Justement en parlant de la poésie, de la poétique et du lyrisme, nous trouvons chez Sénac dans diverses poésies, la conception du voyage, en tant que réalisateur et poète qui a longuement travaillé autour de ce thème dans «La passe du vent» et «La Route 66 : Petites fictions d’Amérique», que pensez-vous de sa poésie ?

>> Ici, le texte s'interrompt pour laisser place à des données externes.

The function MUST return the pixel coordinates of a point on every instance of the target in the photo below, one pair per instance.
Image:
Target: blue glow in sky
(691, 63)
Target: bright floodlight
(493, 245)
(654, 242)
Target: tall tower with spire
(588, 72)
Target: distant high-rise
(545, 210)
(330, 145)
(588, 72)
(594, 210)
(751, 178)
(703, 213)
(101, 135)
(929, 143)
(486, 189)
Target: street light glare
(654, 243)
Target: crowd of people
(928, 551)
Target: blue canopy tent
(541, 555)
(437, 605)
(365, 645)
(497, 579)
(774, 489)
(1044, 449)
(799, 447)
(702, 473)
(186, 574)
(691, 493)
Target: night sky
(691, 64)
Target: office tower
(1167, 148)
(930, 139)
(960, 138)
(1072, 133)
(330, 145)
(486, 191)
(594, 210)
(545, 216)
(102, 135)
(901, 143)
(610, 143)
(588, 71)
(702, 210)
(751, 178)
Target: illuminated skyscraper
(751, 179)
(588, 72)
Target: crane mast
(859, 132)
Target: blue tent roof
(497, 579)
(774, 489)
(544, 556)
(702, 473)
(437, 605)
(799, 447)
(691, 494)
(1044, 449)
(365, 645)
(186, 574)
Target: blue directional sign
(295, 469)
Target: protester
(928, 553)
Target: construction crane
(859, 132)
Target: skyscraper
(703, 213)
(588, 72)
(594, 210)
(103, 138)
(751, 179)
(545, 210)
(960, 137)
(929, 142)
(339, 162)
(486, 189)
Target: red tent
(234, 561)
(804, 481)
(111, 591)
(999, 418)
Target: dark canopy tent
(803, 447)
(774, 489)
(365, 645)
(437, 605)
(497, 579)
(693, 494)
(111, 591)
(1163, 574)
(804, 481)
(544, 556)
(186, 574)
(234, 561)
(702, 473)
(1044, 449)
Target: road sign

Pour moi tout est voyage. Sénac est très proche de la nature. Et nous trouvons justement dans ses poésies le lexique du voyage. Chez Sénac nous remarquons une suite d’écrits qui sont à chaque fois des voyage. Moi personnellement, je trouve que tout ce qui nous entoure est un voyage : écrire un poème est un voyage, l’amour est un voyage, évidemment la vie est un voyage ce n’est pas qui l’a inventé, la création est un voyage et même préparé une recette de cuisine en est un. Je veux dire qu’il y a un départ vers quelque chose d’inconnu. Je crois que c’est cela qui caractérise le voyage. Pourquoi j’ai rappelé que la vie est un voyage car on ne sait pas ce qu’on va trouver au long de la route. Sénac au fond aussi parlait de cela. Il a des convictions politiques, il a des convictions par rapport à ce que doit être la vie et ce que doit être l’Homme dans sa dimension collective. Mais en même temps, Sénac savait qu’on va de surprise en surprise et on ne sait pas quant est-ce que cela va se terminer. Et c’est cela le voyage. C’est pour cela que je suis très proche de ce thème et il me porte constamment.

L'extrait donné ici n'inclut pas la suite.